Hörbuch, 4 CD, Leicht gekürzte Lesung. 280 Min.
Verlag: Patmos
Gesprochen von Stefan Kaminski
Kurzbeschreibung:
Es ist kalt in Reno, der Spielerstadt in Nevada, dichter Schnee fällt vom Himmel, der Wind bläst zwischen den Häusern ? die richtige Szenerie für eine melancholische Road-Movie-Geschichte. Die Mutter von Frank und Jerry Lee Flannigan ist tot, der Vater ein Spieler und Säufer. Was sie mit Jobs verdienen, geht für Alkohol und im Casino drauf. Jerry Lee überfährt auf vereister Straße einen Jungen. Die Leiche packt er auf den Rücksitz seines Dodge und sucht dann Hilfe bei seinem älteren Bruder. Sie legen den Jungen vor einem Krankenhaus ab, versorgen sich mit Bier und Whisky, und mit Willie Nelson im Radio begeben sie sich im Schneesturm auf die Flucht.
Über den Autor:
Willy Vlautin, geboren 1967 in Reno, ist Sänger und Songschreiber der Folkrockband Richmond Fontaine, mit der er im Sommer auf Welttournee geht. Auch sein zweiter Roman, Northline sorgt im englischsprachigen Raum für Furore.
Über den Sprecher:
Stefan Kaminski, 1974 in Dresten geboren, ist seit 1996 beim SFB/ORB als freier Schauspieler, Sprecher und Autor tätig. Von 2003 bis 2007 gehörte er fest zum Ensemble des Deutschen Theaters in Berlin. Er ist dem Haus als Gastschauspieler jedoch weiterhin verbunden. Mit „Kaminski ON AIR“ tritt er immer wieder mit Live-Hörspiel-Solo-Performances auf.
Meine Meinung:
Motel life entwickelt eine Stimmung, die sich auch in dem nächsten Roman des Autors, Northline, wieder finden wird.

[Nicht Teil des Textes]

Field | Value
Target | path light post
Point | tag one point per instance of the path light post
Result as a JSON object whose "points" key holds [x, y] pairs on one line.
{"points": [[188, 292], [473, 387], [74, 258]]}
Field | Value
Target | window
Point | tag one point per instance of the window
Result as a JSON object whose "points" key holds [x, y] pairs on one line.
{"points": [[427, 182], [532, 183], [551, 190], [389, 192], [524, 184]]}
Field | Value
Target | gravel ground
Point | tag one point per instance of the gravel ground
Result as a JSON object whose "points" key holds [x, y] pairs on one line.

Frank und sein Bruder Jerry Lee haben viele Schicksalsschläge hinnehmen müssen, den Tod der Mutter in frühen Jahren, die Spielsucht des Vaters, Jerry Lee verlor bei einem Unfall ein Bein, schlechte Jobs und schlechte Lebensbedingungen in einer rauen Gesellschaft. Auch mit Frauen haben die Brüder wenig Glück. Auch Franks Jugendfreundin gehört zu den benachteiligten Menschen, wie wurde missbraucht und vernachlässigt.

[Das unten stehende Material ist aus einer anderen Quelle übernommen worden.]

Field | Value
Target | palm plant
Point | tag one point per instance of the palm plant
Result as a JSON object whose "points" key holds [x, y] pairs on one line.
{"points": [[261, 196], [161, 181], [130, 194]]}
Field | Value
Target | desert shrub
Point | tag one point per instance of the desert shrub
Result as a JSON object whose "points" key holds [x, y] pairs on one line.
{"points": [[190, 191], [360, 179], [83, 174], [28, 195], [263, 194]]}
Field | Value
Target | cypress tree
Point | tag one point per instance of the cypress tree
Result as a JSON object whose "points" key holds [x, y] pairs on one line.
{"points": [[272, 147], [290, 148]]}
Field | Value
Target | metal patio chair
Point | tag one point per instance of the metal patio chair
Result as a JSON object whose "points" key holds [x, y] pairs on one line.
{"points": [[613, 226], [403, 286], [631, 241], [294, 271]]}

Nachdem Jerry Lee betrunken einen kleinen Jungen überfährt, hauen er und sein schweigsamen Bruder Frank einfach ab. Ein verzweifeltes, alkoholdurchtränktes.
Road-Movie beginnt.
Der Sprecher wagt viel, begibt sich völlig in die Rollen. Stefan Kaminski liest die beiden Protagonisten mit unterschiedlichem Tonfall und gibt jedem von ihm eine eigene Identität. So funktioniert das Dialogbetonte des Romans auch in der Hörversion sehr gut.

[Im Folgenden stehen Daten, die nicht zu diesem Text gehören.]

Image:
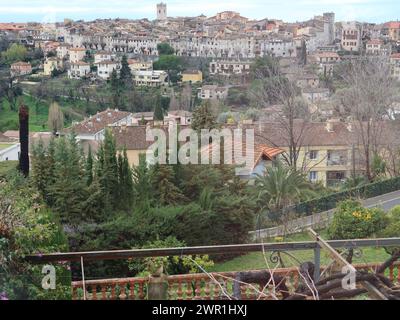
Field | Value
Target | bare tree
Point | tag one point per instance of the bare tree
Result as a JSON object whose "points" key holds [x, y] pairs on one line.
{"points": [[293, 119], [368, 95]]}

Auch Erinnerungen vom Ich-Erzähler Frank an Kindheit und Eltern werden gut gesprochen.
Schon der Vater, der sein Geld verzockte, wollte abhauen.
Eigentlich passiert wenig auf den 4 CDs, aber es wird doch fast das komplette Leben der Protagonisten abgebildet.
Leichte Gitarrenklänge untermalen manche Passagen und erinnern an die Stimmung von CDs der Band Richmond Fountaine (deren Leadsänger und Gitarrist Willy Vlautin ist), in deren Texten und in ihrer Musik manchmal auch ähnlich melancholische Stimmungen vermittelt werden.
Eine melancholischer Geschichte über Menschen auf der Verliererseite des Lebens, die ein Blick auf die USA der weißen Unterschicht wirft, die nicht gerade liebevoll von manchen als White Trash bezeichnet wird.
Willy Vlautin überzeugt mit seinen Figuren so stark, weil er sie absolut respektvoll zeichnet.
Bei allem (berechtigten) Pessimismus des Autors sind seine Figuren überwiegend optimistisch. Sie glauben, dass sich das Blatt irgendwann wendet, die Pechsträhne abreißt.
Er zeigt, wie die Brüder eigentlich immer auf der Suche nach dem Glück im Leben sind, nach Liebe und Erfolg, ohne große Ansprüche. Doch vorerst bleibt es nur ein Streben nach dem Glück, zu groß sind die gesellschaftlichen Widerstände. Wie Jerry Lee gegen Ende der Geschichte betont, ist die Hauptfigur Frank der einsamste Mensch, den er kennt. Frank kümmert sich aufopfernd um seinen Bruder, erzählt ihm fantasievolle, absurde Geschichten, in denen sie ihr Glück finden.
Dieser Gegensatz zwischen Sehnsucht und Desillusion wirkt so berührend auf den Leser.